The test code calls clz on every 24-bit integer in turn. Since I don't have a 24-bit machine handy, I just assume that the arithmetic will work the same on the hypothetical 24-bit machine in the OP.

#include <stdio.h>

# For each 24-bit integer in turn (from 0 to 2**24-1), if
# clz(i) is different from clz(i-1), print clz(i) and i.
#
# Expected output is 0 and the powers of 2 up to 2**23, with
# descending clz values from 24 to 0.
int main(void) {
  int prev = -1;
  for (unsigned i = 0; i < 1<<24; ++i) {
    int pfxlen = clz(i);
    if (pfxlen != prev) {
      printf("%2d 0x%06X\n", pfxlen, i);
      prev = pfxlen;
    }
  }
  return 0;
}

Notes:

If the target machine does not implement 24-bit unsigned multiply in hardware --i.e., it depends on a software emulation-- then it's almost certainly faster to do the clz by just looping over initial bits, particularly if you fold the loop by scanning several bits at a time with a lookup table. That might be faster even if the machine does do efficient hardware multiplies. For example, you can scan six bits at a time with a 32-entry table:
```
// Assumes that `unsigned int` has 24 value bits.
int clz(unsigned int x) {
  static const char lut[] = {
    5, 4, 3, 3, 2, 2, 2, 2,
    1, 1, 1, 1, 1, 1, 1, 1,
    0, 0, 0, 0, 0, 0, 0, 0,
    0, 0, 0, 0, 0, 0, 0, 0
  };
  /* Six bits at a time makes octal easier */
  if (x & 077000000u) return lut[x >> 19];
  if (x &   0770000u) return lut[x >> 13] + 6;
  if (x &     07700u) return lut[x >>  7] + 12;
  if (x             ) return lut[x >>  1] + 18;
  return 24;
}
```
That table could be reduced to 48 bits but the extra code would likely eat up the savings.

A couple of clarifications seem to be in order here. First, although we're scanning six bits at a time, we only use five of them to index the table. That's because we've previously verified that the six bits in question are not all zero; in that case, the low-order bit is either irrelevant (if some other bit is set) or it's 1. Also, we get the table index by shifting without masking; the masking is unnecessary because we know from the masked tests that all the higher order bits are 0. (This will, however, fail miserably if x has more than 24 bits.)
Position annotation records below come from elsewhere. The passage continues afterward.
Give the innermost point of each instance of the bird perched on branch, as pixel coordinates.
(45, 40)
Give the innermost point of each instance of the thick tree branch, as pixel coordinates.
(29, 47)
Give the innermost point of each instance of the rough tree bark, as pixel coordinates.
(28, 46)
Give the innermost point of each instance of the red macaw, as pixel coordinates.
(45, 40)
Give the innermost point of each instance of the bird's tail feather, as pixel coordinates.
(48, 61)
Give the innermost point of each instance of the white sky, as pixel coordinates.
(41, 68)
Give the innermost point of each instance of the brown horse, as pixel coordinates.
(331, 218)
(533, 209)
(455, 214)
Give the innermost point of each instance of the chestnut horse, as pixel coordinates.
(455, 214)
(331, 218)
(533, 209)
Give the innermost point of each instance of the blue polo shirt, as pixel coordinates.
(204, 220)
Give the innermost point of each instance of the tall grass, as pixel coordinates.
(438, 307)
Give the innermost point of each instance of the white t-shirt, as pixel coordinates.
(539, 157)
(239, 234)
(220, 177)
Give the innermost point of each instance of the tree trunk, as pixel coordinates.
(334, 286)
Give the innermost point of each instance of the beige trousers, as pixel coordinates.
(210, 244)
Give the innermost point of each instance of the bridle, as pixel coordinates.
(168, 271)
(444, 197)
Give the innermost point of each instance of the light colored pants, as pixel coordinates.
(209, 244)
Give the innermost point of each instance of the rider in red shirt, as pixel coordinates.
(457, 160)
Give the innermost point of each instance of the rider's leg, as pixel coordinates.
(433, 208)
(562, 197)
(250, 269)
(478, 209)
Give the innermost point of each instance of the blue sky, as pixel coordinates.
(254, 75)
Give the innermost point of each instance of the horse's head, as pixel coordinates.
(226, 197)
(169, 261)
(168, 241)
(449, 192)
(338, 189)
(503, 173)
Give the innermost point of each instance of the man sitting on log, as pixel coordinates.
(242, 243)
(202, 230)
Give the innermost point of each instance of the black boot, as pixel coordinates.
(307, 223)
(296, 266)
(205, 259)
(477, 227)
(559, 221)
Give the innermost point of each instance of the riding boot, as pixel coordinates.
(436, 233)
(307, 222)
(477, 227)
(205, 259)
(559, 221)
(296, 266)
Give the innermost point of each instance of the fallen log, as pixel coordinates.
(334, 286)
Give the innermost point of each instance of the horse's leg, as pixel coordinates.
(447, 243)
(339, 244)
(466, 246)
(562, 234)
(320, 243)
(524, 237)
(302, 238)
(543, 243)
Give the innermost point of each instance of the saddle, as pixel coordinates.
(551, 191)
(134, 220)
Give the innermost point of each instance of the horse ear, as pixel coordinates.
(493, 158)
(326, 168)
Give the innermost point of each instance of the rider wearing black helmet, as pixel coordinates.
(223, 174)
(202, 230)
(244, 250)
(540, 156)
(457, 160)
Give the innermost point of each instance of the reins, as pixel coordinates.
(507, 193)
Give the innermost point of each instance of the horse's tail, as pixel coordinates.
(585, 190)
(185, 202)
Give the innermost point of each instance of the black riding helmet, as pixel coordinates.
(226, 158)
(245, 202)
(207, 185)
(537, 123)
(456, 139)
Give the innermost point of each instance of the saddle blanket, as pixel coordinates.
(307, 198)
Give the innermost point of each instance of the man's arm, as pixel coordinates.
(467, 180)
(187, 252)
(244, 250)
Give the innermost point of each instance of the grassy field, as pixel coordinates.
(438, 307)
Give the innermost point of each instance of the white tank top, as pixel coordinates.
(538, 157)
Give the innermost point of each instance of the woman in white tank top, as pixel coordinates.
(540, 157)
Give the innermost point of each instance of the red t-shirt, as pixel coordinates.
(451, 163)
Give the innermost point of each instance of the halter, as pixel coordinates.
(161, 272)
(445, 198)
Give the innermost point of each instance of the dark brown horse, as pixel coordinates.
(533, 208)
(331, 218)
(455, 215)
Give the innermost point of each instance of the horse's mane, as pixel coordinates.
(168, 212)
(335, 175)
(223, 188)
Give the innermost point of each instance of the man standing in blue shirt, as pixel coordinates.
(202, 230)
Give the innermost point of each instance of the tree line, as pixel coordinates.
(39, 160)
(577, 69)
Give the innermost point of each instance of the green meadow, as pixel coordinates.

Confirm: on a 24-bit machine's simulator the test code produces expected output. Since `1<<24` overflows the `for` was changed to `for (unsigned long long i = 0; i <= 0xffffff; ++i)`. — pmor, Dec 27 '21 at 17:42
Legal aspect: do you allow to use your `clz` in commercial software? Asking because _the content contributed on or after 2018-05-02 (UTC) is distributed under the terms of CC BY-SA 4.0_ ([link](https://stackoverflow.com/help/licensing)). And CC BY-SA 4.0 _may have_ (compatibility) issues with licenses for commercial / proprietary software. — pmor, Dec 28 '21 at 20:39
@pmor I don't assert intellectual property rights to that answer. Use it as you please. — rici, Dec 28 '21 at 20:58
About the `clz` in the item 4: is there a need of `if ( x == 0 ) return 24;`? — pmor, Dec 29 '21 at 13:55
Why would you need that? It demonstrably works without, and it's easy to see why clz(0) must be 24. — rici, Dec 29 '21 at 14:25
Higher performance? Or will the non-taken `if` branch affect the performance? Guess it depends on a target. Also it may be known in advance that (for example) the prob. of input 0 is very low / high. — pmor, Dec 29 '21 at 14:58
To justify a special case check for a single value, you'd need to believe that that single value dominates the calls. If the special value is uncommon, so are the savings for eliminating the computation. If the special value is common but not dominant, branch prediction is unlikely to work and the test will add to the cost of every call. The code as provided is branch free, making pipelining simpler. You're free to benchmark a specific use case, but my guess is that for any normal call mix, a special case check increases average execution time. In any case, it is not "needed". — rici, Dec 29 '21 at 15:09
If you're comparing my code with the 32-bit version, I do explain (briefly, at the end of point 2) why the 32-bit version does need the special case check. You can't put 33 different values into 32 pigeonholes. — rici, Dec 29 '21 at 15:12

score 1 · Answer 2 · answered Dec 10 '21 at 17:20

1

Convert the 24 bit integer into a 32 bit one (either by type punning or explicitly shuffling around the bits), then to the 32 bit clz, and subtract 8.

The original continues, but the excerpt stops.